La nueva denominación The United Airlines Memorial Coliseum fue revelada por directivos de la Universidad del Sur de California (USC) en donde juega el equipo de futbol americano colegial Trojans.

Los directivos anunciaron además una inversión de 270 millones de dólares que tendrá estas instalaciones con 95 años de antigüedad.

El Coliseo, que abrió en 1923, ha sido el anfitrión de dos Olimpiadas –con una tercera para el 2028– dos Super Bowls, una Serie Mundial, el mundial de fútbol soccer en 1994 y una visita papal.

USC se encarga de operar el estadio, que es la casa del equipo de fútbol americano de los Trojans y, temporalmente, de los Rams de Los Ángeles de la NFL.

Los Rams jugarán en el Coliseo por las siguientes dos temporadas antes de moverse a su nueva casa en Inglewood en el 2020.

Aunque el evento del lunes en el Coliseo fue referido como una ceremonia de inicio, el trabajo en las instalaciones ya llevan semanas de inicio, desde que la temporada de los Rams culminaron.

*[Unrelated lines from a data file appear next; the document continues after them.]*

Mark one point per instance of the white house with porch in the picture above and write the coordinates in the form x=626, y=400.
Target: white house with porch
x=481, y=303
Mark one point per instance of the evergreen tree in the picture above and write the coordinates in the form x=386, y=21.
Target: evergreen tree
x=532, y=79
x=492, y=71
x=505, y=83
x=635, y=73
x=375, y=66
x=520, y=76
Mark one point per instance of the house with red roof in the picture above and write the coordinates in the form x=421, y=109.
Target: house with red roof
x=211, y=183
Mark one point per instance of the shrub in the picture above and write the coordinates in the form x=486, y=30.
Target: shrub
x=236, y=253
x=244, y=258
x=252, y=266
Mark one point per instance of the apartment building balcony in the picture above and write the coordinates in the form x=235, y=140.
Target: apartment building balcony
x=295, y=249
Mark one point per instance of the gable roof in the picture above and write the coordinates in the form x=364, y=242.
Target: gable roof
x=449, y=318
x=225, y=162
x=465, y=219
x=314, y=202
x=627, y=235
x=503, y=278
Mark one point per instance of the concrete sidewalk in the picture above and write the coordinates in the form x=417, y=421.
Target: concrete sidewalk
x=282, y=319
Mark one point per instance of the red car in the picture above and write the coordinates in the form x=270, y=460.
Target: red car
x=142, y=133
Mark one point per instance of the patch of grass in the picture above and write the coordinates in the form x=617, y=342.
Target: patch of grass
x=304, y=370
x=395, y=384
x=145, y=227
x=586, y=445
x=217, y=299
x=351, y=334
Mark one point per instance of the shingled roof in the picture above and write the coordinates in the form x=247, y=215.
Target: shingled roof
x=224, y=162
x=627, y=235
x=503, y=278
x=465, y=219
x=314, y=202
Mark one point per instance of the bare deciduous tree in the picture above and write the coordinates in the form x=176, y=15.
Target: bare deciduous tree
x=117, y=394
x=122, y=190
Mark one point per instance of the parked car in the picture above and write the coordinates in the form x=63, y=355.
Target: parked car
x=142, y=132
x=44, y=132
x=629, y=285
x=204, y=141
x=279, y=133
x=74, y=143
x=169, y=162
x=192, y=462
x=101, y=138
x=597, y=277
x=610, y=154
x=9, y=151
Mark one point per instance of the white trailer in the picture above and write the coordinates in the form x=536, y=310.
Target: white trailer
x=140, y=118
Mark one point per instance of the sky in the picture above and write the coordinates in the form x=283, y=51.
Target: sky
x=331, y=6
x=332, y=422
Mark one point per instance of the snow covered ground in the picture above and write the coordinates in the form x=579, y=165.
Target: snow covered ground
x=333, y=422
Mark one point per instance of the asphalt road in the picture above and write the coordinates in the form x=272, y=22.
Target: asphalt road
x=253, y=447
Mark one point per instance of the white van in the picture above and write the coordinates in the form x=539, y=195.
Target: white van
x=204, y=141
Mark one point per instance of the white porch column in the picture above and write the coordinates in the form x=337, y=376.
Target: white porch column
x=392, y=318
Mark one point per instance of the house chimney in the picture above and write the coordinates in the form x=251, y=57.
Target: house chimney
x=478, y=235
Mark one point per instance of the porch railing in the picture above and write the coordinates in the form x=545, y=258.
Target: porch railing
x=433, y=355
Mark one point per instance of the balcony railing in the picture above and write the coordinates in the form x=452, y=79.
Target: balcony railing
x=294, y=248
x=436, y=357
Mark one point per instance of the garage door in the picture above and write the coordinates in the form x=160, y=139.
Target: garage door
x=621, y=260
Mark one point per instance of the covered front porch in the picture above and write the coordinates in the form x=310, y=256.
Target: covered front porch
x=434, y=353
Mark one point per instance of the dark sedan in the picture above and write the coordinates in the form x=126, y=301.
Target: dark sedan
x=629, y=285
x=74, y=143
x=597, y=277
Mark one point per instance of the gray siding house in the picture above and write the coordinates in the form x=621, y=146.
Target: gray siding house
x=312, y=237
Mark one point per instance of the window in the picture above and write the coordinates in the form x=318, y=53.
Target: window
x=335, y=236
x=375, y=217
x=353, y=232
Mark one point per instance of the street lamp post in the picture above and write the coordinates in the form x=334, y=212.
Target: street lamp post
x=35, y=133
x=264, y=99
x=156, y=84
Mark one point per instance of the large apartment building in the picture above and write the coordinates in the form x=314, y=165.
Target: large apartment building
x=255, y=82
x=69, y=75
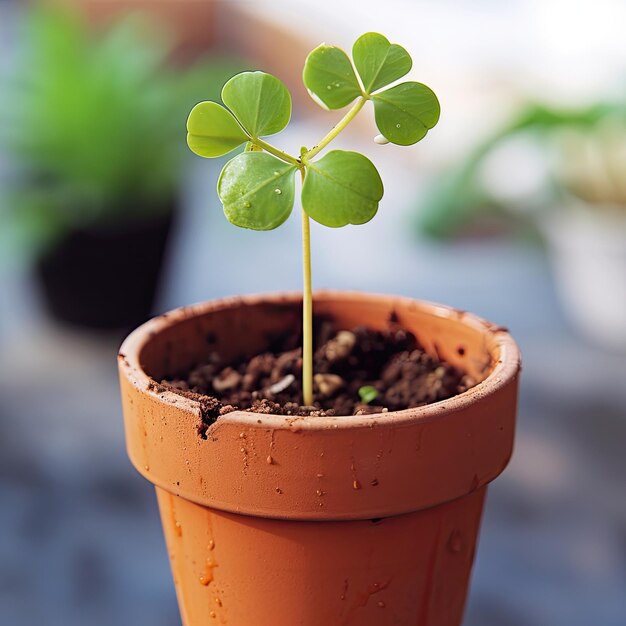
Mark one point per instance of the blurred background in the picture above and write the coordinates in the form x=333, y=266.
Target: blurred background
x=514, y=207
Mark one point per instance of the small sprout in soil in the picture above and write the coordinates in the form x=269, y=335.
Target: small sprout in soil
x=368, y=394
x=257, y=187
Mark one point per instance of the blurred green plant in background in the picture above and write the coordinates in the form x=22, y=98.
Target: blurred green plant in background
x=580, y=155
x=90, y=125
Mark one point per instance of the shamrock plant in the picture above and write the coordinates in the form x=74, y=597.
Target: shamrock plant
x=257, y=187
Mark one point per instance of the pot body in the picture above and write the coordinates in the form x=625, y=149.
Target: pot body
x=405, y=570
x=346, y=521
x=106, y=276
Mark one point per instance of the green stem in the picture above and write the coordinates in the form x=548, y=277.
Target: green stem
x=347, y=118
x=307, y=311
x=283, y=156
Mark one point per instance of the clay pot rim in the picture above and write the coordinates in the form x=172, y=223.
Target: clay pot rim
x=506, y=368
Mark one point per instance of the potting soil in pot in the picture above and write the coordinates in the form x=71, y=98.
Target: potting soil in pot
x=392, y=362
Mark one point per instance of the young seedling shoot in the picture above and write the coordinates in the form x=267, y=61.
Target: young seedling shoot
x=257, y=187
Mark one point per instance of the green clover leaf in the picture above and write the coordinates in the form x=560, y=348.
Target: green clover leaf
x=260, y=102
x=341, y=188
x=379, y=62
x=213, y=131
x=405, y=113
x=329, y=76
x=257, y=190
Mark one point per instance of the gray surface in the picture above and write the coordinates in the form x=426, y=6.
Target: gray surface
x=80, y=541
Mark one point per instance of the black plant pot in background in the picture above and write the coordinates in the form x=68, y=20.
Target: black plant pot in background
x=106, y=276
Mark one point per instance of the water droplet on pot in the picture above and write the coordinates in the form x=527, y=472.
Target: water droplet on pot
x=455, y=543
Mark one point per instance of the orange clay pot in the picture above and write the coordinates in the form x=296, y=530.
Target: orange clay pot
x=335, y=521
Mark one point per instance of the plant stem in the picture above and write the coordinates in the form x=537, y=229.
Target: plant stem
x=347, y=118
x=283, y=156
x=307, y=311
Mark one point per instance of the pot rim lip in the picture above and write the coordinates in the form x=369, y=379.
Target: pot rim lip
x=502, y=373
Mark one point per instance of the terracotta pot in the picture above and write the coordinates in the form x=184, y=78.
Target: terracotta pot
x=342, y=521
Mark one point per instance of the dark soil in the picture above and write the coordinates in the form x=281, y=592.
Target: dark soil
x=391, y=361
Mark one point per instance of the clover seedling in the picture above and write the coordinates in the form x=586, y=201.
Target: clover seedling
x=257, y=187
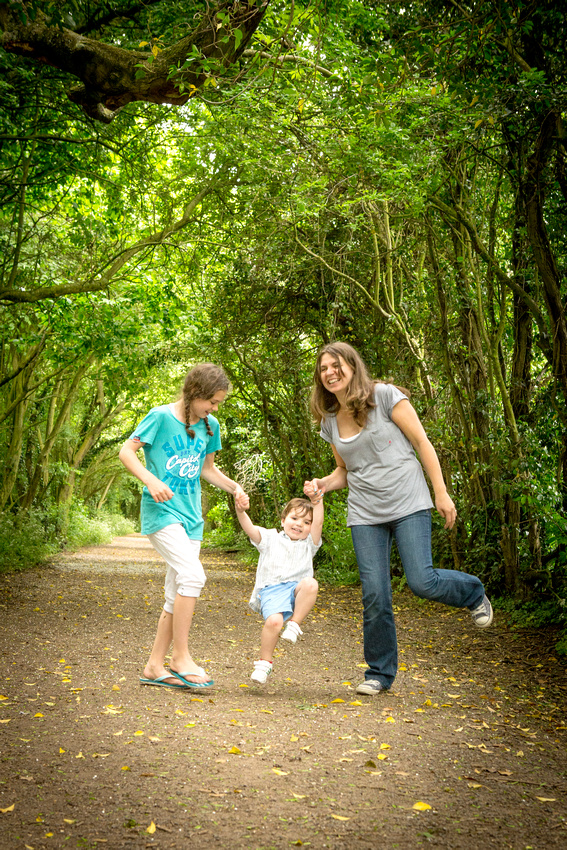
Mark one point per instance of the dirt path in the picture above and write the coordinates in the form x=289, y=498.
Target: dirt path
x=473, y=731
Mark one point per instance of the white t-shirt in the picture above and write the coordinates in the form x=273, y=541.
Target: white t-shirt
x=281, y=559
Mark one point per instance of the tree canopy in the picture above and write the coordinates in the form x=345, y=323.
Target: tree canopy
x=392, y=175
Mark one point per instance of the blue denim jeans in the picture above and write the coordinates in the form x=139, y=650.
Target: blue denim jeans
x=372, y=545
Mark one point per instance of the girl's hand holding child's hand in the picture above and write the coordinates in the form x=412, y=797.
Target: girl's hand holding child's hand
x=313, y=491
x=241, y=498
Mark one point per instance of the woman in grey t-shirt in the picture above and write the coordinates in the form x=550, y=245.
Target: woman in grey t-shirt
x=374, y=433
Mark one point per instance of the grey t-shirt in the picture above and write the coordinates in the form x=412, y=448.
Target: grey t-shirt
x=385, y=478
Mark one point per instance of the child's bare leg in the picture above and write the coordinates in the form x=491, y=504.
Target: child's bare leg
x=305, y=597
x=270, y=635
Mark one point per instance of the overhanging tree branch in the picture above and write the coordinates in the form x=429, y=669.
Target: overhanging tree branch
x=104, y=279
x=112, y=76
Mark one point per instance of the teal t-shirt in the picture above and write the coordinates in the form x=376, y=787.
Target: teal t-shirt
x=177, y=460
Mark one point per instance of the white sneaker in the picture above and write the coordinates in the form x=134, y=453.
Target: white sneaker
x=483, y=614
x=370, y=687
x=262, y=669
x=291, y=632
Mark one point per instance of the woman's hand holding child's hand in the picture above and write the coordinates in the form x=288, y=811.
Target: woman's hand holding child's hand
x=446, y=507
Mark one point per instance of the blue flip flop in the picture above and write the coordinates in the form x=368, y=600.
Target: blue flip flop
x=161, y=682
x=187, y=683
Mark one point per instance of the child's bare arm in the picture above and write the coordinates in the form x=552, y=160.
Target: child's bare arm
x=247, y=525
x=318, y=516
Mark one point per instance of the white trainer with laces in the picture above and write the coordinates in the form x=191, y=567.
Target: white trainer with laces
x=291, y=632
x=483, y=614
x=262, y=669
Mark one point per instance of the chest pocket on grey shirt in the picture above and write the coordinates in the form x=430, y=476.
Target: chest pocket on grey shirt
x=381, y=439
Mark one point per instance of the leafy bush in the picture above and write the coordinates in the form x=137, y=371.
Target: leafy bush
x=25, y=541
x=336, y=562
x=93, y=530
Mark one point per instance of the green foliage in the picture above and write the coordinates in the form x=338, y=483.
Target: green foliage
x=87, y=528
x=335, y=562
x=220, y=530
x=25, y=541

Entre los cambios que se realizarán, están el cambio de asientos, se agregarán suites de lujo, además de nueva iluminación y puestos de comidas. La capacidad del estadio será reducida de 93 mil 670 a 77 mil 500 cuando los cambios sean finalizados.

Esta es la primera vez que se venden los derechos de denominación del Coliseo. El nombre cambiará oficialmente en agosto de 2019.

Lynn Swann, directora de atletismo de la USC, dijo que la asociación de la universidad con United Airlines fue fundamental para financiar las renovaciones. "Sin su ayuda y apoyo, no creo que estemos en esta etapa en particular", expresó.

El Coliseo es propiedad del estado y la ciudad y el condado de Los Ángeles, pero es administrado y operado por la USC, que juega allí sus partidos de fútbol americano local.

Swann reconoció la "angustia" entre los fanáticos de los troyanos y los fanáticos que prefieren mantener la tradición sobre las actualizaciones financiadas por los derechos de nombramiento de un lugar icónico impregnado de historia.

"Si no estamos cambiando y avanzando, estamos estancados y otras escuelas nos pasarán y no seremos relevantes en términos de nuestras instalaciones", dijo Swann.